Put 2 or 3 in parallel and you can start a diesel engine, which usually needs a 20kg acid-lead battery.
There's a limit to how much you can shrink the battery. Max current goes down proportionately as well. You could certainly stress the cells beyond their operational envelope a bit to set a record, but even then there's going to be a hard ceiling, and it's presumably an I^2 situation rather than linear. The optimal battery size for a single acceleration is probably smaller than 100% of the production battery, but it's probably not much smaller.
Your comparison would make sense if cheetahs had 60 times more muscular mass than Usain Bolt, or were somehow 60 times more powerful. They don't.

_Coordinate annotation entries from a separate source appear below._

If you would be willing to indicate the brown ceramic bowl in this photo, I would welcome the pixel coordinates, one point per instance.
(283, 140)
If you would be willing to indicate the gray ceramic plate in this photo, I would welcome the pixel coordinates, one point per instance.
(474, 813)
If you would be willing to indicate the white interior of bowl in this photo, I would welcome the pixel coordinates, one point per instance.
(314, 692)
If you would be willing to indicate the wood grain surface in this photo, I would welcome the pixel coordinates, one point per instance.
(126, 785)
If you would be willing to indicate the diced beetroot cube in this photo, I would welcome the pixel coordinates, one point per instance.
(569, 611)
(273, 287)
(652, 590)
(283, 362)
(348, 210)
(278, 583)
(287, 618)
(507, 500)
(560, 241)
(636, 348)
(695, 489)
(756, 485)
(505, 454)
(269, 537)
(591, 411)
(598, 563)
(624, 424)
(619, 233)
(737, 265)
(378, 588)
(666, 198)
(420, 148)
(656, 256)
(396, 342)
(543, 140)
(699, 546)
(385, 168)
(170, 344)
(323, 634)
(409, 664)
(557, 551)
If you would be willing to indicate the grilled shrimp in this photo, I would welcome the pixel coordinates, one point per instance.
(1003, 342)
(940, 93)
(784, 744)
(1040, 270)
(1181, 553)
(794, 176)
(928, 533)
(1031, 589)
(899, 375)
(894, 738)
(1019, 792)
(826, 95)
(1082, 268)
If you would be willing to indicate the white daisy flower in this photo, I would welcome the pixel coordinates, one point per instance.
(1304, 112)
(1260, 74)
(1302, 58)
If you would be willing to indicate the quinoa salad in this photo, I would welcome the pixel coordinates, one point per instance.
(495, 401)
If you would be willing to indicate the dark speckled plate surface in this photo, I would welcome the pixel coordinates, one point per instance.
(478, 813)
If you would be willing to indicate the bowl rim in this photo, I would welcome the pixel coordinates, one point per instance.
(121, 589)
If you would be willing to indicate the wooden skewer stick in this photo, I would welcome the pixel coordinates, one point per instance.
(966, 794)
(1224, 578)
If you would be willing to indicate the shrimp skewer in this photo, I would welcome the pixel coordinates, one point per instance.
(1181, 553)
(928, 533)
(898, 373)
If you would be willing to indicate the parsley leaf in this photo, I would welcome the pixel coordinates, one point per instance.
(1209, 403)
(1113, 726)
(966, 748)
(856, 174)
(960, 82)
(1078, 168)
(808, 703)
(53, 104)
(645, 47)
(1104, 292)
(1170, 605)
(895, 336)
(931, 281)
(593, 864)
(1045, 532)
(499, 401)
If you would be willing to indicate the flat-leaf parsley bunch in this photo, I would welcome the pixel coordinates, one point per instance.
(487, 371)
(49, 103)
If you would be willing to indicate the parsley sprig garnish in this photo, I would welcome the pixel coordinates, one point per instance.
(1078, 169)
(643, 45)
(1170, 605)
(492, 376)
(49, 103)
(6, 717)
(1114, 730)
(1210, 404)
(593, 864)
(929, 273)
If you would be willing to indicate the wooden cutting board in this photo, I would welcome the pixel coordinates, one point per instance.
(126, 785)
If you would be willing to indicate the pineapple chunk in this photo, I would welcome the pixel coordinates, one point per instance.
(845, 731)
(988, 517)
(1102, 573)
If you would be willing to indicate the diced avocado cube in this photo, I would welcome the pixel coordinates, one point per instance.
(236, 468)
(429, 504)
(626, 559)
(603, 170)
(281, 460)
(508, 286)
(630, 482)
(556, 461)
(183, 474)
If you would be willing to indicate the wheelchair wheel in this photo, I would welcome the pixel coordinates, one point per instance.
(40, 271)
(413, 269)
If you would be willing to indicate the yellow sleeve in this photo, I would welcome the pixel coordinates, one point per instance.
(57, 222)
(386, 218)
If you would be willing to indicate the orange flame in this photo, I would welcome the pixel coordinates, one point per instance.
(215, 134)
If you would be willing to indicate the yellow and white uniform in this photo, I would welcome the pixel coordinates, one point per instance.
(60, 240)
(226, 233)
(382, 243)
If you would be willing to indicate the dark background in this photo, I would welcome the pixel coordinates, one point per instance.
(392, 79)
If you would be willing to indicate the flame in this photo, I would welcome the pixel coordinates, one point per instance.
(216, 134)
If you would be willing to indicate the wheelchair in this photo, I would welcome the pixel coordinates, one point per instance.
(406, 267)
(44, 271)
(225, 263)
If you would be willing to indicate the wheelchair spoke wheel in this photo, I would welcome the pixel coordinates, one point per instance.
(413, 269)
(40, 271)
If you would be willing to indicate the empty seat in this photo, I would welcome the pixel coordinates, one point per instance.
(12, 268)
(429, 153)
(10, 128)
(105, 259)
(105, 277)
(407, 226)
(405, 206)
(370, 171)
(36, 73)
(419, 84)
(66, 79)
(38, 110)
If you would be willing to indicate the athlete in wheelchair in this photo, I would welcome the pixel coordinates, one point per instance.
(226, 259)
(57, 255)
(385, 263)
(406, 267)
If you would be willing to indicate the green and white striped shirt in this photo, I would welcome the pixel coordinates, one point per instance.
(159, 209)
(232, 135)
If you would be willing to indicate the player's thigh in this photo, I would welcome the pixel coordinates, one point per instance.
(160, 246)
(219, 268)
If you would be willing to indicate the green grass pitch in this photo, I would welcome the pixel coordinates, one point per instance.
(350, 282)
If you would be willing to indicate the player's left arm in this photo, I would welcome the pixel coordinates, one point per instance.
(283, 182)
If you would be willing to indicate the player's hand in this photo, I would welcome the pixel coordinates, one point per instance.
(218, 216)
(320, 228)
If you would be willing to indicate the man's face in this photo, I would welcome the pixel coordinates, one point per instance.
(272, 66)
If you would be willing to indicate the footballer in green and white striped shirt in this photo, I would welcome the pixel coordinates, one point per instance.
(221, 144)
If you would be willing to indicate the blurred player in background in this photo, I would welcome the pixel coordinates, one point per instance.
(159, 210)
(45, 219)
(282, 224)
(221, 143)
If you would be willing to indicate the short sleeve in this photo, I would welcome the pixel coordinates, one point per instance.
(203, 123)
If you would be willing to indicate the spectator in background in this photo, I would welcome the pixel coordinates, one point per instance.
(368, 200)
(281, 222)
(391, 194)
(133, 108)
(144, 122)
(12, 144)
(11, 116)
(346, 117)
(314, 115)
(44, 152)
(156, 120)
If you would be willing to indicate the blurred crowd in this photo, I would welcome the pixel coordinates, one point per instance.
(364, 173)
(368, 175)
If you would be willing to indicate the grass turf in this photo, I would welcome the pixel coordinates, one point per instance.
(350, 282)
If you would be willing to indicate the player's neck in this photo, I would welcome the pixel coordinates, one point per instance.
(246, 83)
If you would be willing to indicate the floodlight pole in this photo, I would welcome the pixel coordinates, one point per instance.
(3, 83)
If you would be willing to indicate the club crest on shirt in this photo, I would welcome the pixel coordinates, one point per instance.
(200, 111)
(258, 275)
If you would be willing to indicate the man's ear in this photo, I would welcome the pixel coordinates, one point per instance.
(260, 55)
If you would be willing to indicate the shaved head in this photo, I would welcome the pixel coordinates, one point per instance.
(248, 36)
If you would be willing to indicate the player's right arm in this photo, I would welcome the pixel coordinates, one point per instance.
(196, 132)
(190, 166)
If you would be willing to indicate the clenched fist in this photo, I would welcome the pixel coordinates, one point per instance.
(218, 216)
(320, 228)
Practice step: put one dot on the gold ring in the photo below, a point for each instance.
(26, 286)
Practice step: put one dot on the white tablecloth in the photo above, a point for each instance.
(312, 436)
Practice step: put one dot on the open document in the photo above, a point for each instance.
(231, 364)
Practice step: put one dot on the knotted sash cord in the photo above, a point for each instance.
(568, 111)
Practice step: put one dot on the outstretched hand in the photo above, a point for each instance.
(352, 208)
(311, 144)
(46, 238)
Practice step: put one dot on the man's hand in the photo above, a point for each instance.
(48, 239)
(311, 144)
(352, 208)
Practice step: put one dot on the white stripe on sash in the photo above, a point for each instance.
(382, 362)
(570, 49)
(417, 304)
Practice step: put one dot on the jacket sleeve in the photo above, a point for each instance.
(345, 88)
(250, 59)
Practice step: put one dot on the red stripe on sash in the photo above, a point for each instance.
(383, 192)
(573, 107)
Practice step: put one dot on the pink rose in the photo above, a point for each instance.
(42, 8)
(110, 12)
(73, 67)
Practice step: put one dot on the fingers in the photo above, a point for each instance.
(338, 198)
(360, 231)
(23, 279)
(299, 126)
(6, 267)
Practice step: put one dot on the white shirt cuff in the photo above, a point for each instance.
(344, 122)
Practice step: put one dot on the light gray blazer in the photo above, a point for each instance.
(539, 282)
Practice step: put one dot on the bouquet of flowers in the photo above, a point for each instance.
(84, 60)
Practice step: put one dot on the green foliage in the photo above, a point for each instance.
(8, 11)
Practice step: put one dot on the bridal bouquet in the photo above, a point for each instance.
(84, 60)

They aren't.
'Fuel' classes of drag racing use nitromethane as a fuel which produces staggering power: 0 to 100 MPH in .8 seconds (first 60 feet, 6 G-forces at the starting line
0 to 200 MPH in 2.2 seconds (first 350 feet)
330mph plus 1000 foot finish line speeds and then 6 negative G-forces upon deployment of twin parachutes chutes at 300 MPH.
That is correct. Out of curiosity, I looked it up and for the Tesla Plaid that's 0.65 MJ/kg (or 181.5 watt·hours per kilogram)
But my follow-up question is: if gasoline has an energy density about 100 times higher (well, 60 times) why are dragsters not even faster? This Stuttgart EV does 0-100 km/h in 1.461 seconds (1.87g), and dragsters do it in 0.8 seconds (3.42g). It sounds like with such a phenomenal energy density, gasoline-powered dragsters should be able to accelerate at much more than 3.42g, maybe 10g, or more. Intuitively this indicates that the bottleneck isn't energy density, but mechanical factors (gears, traction, etc). Therefore if battery energy density can increase just a little more, maybe to 2 or 3 MJ/kg, this may be sufficient for EV to be able to beat dragsters.
Edit: actually just thinking about it for a few minutes, I realize that energy density doesn't matter. An EV like the Tesla Plaid uses less than 1% of its entire battery capacity to do one acceleration from 0-100 km/h. So the battery could be reduced to 1% of its size and it would still perform one acceleration at the same speed. So dreamcompiler is right. It's not energy density, but power output that matters.
Edit #2: The Plaid has a power output of 352 watt/kg (761 kW / curb weight of 2162 kg), while the Stuttgart EV has an output of 1241 watt/kg (180 kW / curb weight of 145 kg), so about 3.5 times more.